When you’re mixing music there are two ways to affect the audio you are working with. Whatever your processor does there are two ways to make it work on a signal. Either by using it as a send effect, or as an insert.
But what’s the difference between the two?
What’s a send effect
Send effects are used when you have an original signal that you want to modulate, modify or process in any way without affecting the original signal. Your original signal sits there by itself unchanged but it has a separate copy being effected. You hear this with delays and reverbs; the original audio is there as well as the delayed signal working together to create a nice effect.
You use auxiliary sends to copy the original audio to a separate track where you further process it.
What’s an Insert?
An insert is used when you want to process a signal directly. You insert an effect, such as a compressor or EQ directly onto the original audio. This is when you do not want to retain the original audio file. You want to change it completely(or subtly) and only hear the processed part.
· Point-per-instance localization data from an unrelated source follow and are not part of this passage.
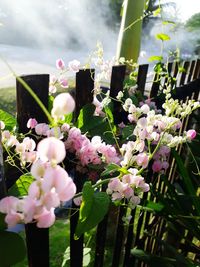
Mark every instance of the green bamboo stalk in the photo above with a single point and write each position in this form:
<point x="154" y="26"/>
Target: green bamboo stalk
<point x="129" y="39"/>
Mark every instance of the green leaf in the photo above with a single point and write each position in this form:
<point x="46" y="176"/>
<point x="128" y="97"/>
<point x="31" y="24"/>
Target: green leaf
<point x="86" y="257"/>
<point x="157" y="207"/>
<point x="3" y="225"/>
<point x="127" y="132"/>
<point x="167" y="22"/>
<point x="153" y="260"/>
<point x="68" y="118"/>
<point x="86" y="206"/>
<point x="186" y="179"/>
<point x="12" y="248"/>
<point x="95" y="125"/>
<point x="162" y="37"/>
<point x="8" y="119"/>
<point x="86" y="113"/>
<point x="92" y="211"/>
<point x="20" y="188"/>
<point x="155" y="58"/>
<point x="111" y="168"/>
<point x="157" y="12"/>
<point x="50" y="102"/>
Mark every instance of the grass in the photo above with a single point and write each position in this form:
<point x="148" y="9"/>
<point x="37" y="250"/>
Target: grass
<point x="59" y="232"/>
<point x="8" y="99"/>
<point x="59" y="241"/>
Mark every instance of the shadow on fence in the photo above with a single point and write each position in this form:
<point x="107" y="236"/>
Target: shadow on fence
<point x="124" y="239"/>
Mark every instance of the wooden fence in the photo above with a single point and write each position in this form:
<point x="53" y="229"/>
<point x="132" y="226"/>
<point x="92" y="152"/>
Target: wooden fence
<point x="124" y="239"/>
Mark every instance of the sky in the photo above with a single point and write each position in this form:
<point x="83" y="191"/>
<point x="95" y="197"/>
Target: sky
<point x="186" y="8"/>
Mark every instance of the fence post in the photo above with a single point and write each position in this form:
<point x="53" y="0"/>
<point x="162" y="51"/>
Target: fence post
<point x="84" y="95"/>
<point x="2" y="181"/>
<point x="37" y="239"/>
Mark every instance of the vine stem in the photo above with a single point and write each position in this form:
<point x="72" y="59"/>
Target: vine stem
<point x="98" y="184"/>
<point x="28" y="88"/>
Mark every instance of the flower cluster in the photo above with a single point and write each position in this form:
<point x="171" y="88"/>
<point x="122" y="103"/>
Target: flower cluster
<point x="151" y="139"/>
<point x="51" y="186"/>
<point x="129" y="187"/>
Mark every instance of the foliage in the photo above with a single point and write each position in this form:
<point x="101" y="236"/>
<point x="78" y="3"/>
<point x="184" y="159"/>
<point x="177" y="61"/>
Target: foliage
<point x="113" y="158"/>
<point x="193" y="23"/>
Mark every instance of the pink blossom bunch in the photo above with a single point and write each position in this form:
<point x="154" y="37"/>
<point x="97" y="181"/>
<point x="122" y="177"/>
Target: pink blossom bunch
<point x="161" y="158"/>
<point x="129" y="187"/>
<point x="94" y="151"/>
<point x="52" y="185"/>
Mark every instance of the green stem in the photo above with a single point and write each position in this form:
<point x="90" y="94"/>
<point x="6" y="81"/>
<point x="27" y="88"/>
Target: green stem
<point x="98" y="184"/>
<point x="28" y="88"/>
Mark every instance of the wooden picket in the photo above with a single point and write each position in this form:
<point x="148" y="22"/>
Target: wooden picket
<point x="124" y="239"/>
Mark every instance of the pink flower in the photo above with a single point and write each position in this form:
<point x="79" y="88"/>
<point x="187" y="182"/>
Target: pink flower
<point x="29" y="144"/>
<point x="51" y="149"/>
<point x="63" y="104"/>
<point x="63" y="83"/>
<point x="191" y="134"/>
<point x="74" y="65"/>
<point x="41" y="129"/>
<point x="8" y="203"/>
<point x="50" y="199"/>
<point x="29" y="156"/>
<point x="34" y="190"/>
<point x="31" y="123"/>
<point x="13" y="218"/>
<point x="2" y="125"/>
<point x="77" y="201"/>
<point x="38" y="169"/>
<point x="142" y="160"/>
<point x="45" y="219"/>
<point x="29" y="209"/>
<point x="157" y="166"/>
<point x="52" y="89"/>
<point x="65" y="127"/>
<point x="60" y="64"/>
<point x="58" y="178"/>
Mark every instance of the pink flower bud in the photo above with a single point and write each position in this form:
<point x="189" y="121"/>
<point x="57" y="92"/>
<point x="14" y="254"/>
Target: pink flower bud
<point x="60" y="64"/>
<point x="74" y="65"/>
<point x="13" y="218"/>
<point x="51" y="149"/>
<point x="31" y="123"/>
<point x="157" y="166"/>
<point x="63" y="104"/>
<point x="45" y="219"/>
<point x="2" y="125"/>
<point x="191" y="134"/>
<point x="63" y="83"/>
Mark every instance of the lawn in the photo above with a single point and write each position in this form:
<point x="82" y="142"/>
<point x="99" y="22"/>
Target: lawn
<point x="59" y="232"/>
<point x="8" y="99"/>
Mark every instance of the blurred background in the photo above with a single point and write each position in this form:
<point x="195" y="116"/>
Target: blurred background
<point x="34" y="33"/>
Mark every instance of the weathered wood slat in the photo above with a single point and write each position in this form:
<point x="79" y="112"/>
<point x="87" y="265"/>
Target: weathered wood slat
<point x="2" y="178"/>
<point x="142" y="77"/>
<point x="83" y="96"/>
<point x="37" y="240"/>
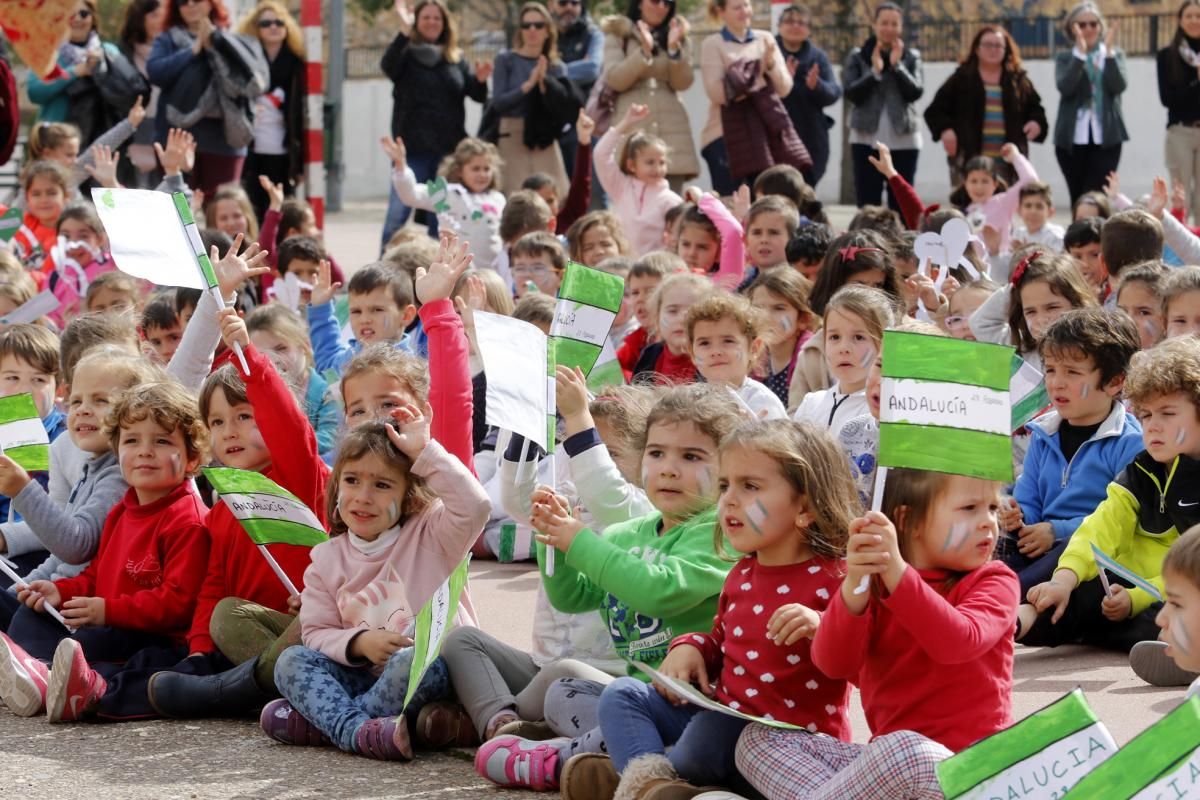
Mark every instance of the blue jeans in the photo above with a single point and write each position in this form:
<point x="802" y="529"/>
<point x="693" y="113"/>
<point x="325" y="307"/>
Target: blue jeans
<point x="425" y="167"/>
<point x="637" y="721"/>
<point x="339" y="699"/>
So when is it smarter to use sends or inserts?
Well, you want to use sends when you are using time based effects. Time based effects, such as delays need an original sound source to work. How would you know a signal was delayed if it didn’t have an original un-delayed track.
Inserts are used for processing directly. If you need to compress a signal, gate it to eliminate bleed or process it in any way that doesn’t affect the time of the signal.
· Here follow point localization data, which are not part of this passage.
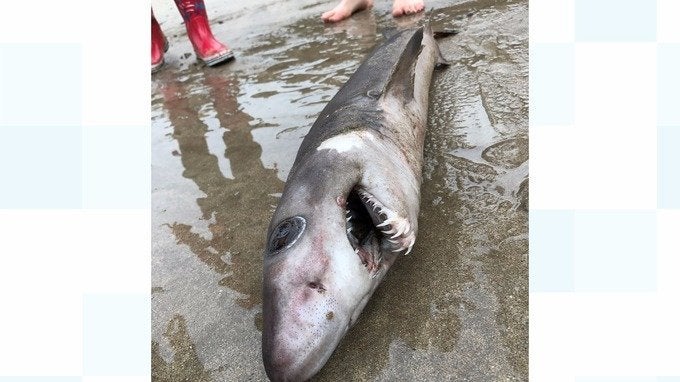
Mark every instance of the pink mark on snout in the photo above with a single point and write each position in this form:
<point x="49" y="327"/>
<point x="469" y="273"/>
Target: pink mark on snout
<point x="342" y="201"/>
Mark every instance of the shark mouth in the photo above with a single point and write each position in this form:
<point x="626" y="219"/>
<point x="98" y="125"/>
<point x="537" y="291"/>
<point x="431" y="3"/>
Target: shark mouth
<point x="374" y="230"/>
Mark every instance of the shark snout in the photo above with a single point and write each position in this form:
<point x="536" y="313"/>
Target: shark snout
<point x="301" y="331"/>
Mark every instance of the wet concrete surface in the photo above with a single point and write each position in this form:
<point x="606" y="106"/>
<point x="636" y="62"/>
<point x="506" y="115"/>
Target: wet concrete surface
<point x="224" y="139"/>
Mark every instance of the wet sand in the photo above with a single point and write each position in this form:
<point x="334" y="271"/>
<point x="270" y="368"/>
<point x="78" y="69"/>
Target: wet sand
<point x="224" y="139"/>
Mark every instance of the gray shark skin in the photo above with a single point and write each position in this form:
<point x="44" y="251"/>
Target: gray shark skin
<point x="349" y="207"/>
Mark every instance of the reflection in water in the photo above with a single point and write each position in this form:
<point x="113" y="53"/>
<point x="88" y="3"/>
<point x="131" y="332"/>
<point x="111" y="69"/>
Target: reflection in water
<point x="238" y="208"/>
<point x="456" y="308"/>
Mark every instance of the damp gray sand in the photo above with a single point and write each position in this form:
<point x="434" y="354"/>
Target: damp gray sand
<point x="223" y="141"/>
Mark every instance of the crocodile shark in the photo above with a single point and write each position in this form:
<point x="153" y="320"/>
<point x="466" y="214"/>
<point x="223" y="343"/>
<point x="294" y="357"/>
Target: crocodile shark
<point x="349" y="208"/>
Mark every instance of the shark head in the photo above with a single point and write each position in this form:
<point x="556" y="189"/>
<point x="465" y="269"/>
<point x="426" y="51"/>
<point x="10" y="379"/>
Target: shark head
<point x="328" y="247"/>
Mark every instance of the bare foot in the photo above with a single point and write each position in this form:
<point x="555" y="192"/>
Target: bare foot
<point x="345" y="9"/>
<point x="407" y="7"/>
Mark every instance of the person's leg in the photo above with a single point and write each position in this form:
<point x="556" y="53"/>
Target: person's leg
<point x="407" y="7"/>
<point x="345" y="9"/>
<point x="159" y="45"/>
<point x="206" y="46"/>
Compressors are not time based, they are dynamic processors that work directly on a signal. That’s why you should usually use them as inserts. If you were to use a compressor as a send you wouldn’t be compressing the original signal, you would have a copy that’s compressed but it wouldn’t matter because your original is still unchanged.
Breaking the “Rules”
Of course, there are instances where you can break the rules. Using compression as a send is a well known trick. It even has a swanky name, The New York Compression Trick.
Mo Volans’ easy parallel compresison article on Audiotuts teaches you how to do a similar thing without using a send. You can just use the compressor as an insert as you normally would and then use the mix slider to apply the parallel compression.
Guitarist that use delays, reverbs and modulation effects in their signal chain are essentially using time based effects as inserts. But most guitar effects have a mix parameter to allow you to blend the two signals.
You can do the same thing with your DAW. For instance, if you have a guitar track you can usually insert modulation effects as an insert. Just be sure that you’re blending the two signals. You don’t want an insert to be 100% wet(or effected) since you won’t have any of the original signal.
It’s smart to use send effects when you want to enhance a signal without eliminating the original. By adding a delay to an already nice sounding signal you just make it sound better.
The opposite goes for inserts. Use insert effects when you want to change the signal completely. Inserts change the signal with dynamic changes like compressors, or tonal changes like EQ.
Both methods have their uses, for certain situations.
How are you breaking the rules lately?